On Friday, Texas officials sent another signal about where they believe the program is headed. The school announced its 2016 season opener against Notre Dame will be shifted to Sunday, Sept. 4, instead of the traditional Saturday placement.
No kickoff time and network have been announced yet, but it’s likely to be a night game at Royal-Memorial Stadium.
By playing on Sunday of Labor Day weekend, the Irish and Longhorns will probably get the national sports stage all to themselves with no NFL games as competition. The following Monday holiday is usually an off day for many workers, too.
“Having worked in both programs, I have a deep appreciation of the great football pride, tradition and passion at Texas and Notre Dame,” Strong said in a statement issued by UT. He was Notre Dame’s defensive line coach from 1995-98.
“This is a game we’re obviously very excited about and really looking forward to,” Strong added. “I think moving it to Sunday with no NFL games when it can really be in the spotlight will make it that much more special.”
Texas athletic director Mike Perrin said the Irish and Longhorns is a matchup that “grabs everyone’s attention.”
“That’s a historic sporting event that fans worldwide want to see,” Perrin said in a statement. “This schedule provides a wonderful opportunity to play the game in an exclusive window so everyone can see it. We discussed it quite a bit and took into account all of the factors in making the decision.”

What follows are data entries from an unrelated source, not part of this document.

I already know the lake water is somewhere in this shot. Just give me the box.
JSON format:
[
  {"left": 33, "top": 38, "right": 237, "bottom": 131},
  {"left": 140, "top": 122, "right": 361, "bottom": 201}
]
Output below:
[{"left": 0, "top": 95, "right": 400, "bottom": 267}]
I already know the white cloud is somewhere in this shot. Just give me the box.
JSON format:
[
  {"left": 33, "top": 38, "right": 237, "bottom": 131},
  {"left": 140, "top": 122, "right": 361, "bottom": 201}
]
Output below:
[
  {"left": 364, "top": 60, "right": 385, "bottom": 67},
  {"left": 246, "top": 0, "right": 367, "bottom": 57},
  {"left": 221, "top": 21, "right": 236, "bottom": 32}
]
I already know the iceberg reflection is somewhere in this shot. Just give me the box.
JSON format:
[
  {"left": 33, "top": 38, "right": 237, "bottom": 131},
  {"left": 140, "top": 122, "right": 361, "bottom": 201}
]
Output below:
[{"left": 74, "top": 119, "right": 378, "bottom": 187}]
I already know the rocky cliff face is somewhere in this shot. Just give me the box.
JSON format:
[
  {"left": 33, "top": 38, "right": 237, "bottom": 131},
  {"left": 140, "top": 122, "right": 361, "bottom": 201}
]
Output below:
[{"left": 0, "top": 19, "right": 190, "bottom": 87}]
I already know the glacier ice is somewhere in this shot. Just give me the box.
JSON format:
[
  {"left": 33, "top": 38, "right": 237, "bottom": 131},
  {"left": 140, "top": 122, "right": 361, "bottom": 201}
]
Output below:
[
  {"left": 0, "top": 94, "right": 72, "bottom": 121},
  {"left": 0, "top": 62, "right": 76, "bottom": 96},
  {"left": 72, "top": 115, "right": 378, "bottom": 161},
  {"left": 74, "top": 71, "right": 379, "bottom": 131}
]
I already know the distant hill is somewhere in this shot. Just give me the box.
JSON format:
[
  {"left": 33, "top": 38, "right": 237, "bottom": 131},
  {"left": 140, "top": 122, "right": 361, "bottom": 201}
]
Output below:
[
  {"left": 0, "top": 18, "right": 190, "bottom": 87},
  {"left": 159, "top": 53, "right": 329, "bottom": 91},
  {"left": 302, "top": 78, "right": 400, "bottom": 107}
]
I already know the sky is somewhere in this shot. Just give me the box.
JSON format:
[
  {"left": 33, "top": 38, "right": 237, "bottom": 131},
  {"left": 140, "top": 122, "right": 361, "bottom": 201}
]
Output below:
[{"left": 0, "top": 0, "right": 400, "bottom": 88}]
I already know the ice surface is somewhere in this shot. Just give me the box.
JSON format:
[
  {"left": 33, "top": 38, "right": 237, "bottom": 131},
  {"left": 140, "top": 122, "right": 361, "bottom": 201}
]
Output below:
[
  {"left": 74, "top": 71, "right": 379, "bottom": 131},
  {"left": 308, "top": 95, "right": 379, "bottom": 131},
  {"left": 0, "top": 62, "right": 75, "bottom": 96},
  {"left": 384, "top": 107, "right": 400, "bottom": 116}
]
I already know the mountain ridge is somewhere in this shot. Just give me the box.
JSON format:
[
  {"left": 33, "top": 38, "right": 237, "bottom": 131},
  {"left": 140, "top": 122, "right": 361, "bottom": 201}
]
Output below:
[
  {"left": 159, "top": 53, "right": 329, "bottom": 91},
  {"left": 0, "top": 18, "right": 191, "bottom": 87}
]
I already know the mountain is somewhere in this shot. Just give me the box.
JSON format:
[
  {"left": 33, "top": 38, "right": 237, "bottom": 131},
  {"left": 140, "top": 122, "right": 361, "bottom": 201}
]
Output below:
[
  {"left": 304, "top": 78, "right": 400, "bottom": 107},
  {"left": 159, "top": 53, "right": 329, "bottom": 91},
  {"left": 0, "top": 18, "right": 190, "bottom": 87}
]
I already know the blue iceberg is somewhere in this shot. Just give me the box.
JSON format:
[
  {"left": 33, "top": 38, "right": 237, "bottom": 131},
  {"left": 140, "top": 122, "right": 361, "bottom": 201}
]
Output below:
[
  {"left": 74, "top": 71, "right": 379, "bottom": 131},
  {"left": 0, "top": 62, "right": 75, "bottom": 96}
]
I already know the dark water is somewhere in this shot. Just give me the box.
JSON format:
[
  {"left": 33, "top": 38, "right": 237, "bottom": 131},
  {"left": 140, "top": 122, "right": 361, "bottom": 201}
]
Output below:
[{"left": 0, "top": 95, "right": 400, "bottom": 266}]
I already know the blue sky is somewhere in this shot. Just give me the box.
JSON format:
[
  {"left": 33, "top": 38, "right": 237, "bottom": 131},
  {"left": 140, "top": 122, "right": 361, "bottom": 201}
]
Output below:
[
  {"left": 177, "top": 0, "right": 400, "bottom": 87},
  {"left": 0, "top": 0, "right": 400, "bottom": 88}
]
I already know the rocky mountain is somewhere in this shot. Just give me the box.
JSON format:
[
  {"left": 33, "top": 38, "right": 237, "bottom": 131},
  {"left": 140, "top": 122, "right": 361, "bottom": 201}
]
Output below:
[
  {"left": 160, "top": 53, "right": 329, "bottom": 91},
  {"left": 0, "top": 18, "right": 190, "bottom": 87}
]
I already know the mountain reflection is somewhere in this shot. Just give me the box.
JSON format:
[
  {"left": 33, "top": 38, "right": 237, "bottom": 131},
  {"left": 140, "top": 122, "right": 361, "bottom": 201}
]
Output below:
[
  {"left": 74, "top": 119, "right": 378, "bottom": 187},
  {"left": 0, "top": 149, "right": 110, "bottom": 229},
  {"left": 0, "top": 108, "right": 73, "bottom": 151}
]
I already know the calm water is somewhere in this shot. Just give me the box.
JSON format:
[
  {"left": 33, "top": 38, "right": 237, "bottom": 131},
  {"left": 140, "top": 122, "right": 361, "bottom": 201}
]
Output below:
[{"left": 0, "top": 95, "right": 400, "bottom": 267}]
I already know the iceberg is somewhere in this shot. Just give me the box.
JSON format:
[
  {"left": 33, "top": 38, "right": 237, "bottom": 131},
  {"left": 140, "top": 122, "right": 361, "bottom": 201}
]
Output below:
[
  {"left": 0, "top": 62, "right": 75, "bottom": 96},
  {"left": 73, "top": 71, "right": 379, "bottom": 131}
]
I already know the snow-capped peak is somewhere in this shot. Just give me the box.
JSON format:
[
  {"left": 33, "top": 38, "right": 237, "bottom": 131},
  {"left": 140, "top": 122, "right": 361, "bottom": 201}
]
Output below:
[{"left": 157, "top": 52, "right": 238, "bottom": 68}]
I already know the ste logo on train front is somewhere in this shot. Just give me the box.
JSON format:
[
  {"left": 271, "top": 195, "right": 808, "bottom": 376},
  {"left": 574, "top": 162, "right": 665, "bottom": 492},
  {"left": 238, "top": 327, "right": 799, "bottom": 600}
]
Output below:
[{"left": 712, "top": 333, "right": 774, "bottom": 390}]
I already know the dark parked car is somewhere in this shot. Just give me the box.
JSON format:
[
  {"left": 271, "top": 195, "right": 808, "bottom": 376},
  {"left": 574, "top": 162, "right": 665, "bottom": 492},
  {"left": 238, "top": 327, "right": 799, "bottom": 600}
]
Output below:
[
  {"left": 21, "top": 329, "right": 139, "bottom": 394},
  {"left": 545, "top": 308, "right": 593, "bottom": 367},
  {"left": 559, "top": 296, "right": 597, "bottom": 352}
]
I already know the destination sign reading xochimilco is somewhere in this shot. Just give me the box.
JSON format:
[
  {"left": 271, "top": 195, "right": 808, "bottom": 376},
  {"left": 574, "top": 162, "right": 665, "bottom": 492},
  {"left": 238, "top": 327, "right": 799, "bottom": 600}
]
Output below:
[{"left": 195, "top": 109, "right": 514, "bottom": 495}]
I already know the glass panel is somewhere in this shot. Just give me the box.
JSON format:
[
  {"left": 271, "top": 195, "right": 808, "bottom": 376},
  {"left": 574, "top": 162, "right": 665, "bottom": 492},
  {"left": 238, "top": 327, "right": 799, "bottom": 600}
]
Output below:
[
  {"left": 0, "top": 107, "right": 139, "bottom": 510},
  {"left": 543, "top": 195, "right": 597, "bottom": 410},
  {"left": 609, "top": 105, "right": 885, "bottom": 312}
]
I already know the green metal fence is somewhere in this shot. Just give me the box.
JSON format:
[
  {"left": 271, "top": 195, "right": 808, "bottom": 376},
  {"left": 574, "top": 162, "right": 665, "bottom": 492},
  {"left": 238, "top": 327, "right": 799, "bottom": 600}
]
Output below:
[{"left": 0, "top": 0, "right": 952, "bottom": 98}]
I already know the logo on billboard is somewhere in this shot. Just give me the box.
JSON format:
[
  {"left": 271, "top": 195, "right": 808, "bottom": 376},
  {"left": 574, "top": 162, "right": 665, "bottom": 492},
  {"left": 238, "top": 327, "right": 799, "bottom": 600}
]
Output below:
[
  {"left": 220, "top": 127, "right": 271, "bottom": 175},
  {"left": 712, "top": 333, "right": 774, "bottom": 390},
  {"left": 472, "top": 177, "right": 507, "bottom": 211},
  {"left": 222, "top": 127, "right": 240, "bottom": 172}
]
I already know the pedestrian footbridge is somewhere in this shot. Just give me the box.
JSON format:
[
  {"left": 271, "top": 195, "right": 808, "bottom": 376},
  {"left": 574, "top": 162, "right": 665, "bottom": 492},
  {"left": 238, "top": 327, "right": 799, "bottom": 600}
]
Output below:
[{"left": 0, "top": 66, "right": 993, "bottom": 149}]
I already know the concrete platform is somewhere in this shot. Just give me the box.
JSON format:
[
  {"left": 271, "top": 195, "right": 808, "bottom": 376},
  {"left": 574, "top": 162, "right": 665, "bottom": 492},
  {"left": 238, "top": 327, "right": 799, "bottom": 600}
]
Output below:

Notre Dame athletic director Jack Swarbrick had a similar feeling. The game “deserves a special place on the Labor Day calendar,” Swarbrick said in a statement.
It is likely to be “another great game in a classic rivalry that dates back to 1913,” he added.
Last season, the Irish smashed Strong’s bunch 38-3 in South Bend, Ind. That matchup had a colossal buildup, and even Strong admitted later he may have put too much emphasis on it during summer off-season workouts.
Texas was 2 of 13 on third downs, allowed 527 yards and suffered its worst season-opening loss since 1988. Four million were estimated to be watching on NBC, making it the highest-rated Irish opener since 2008.
“For us to go lay an egg, it’s just mind-boggling,” UT running back Johnathan Gray said afterward.
The next week, Strong demoted Shawn Watson and Joe Wickline as play-callers. Strong also promoted then-redshirt freshman Jerrod Heard to the starting quarterback job.
This will be Notre Dame’s first trip to Austin since 1996, a back-and-forth affair the Irish also won, 27-24. Notre Dame leads the all-time series, 10-2.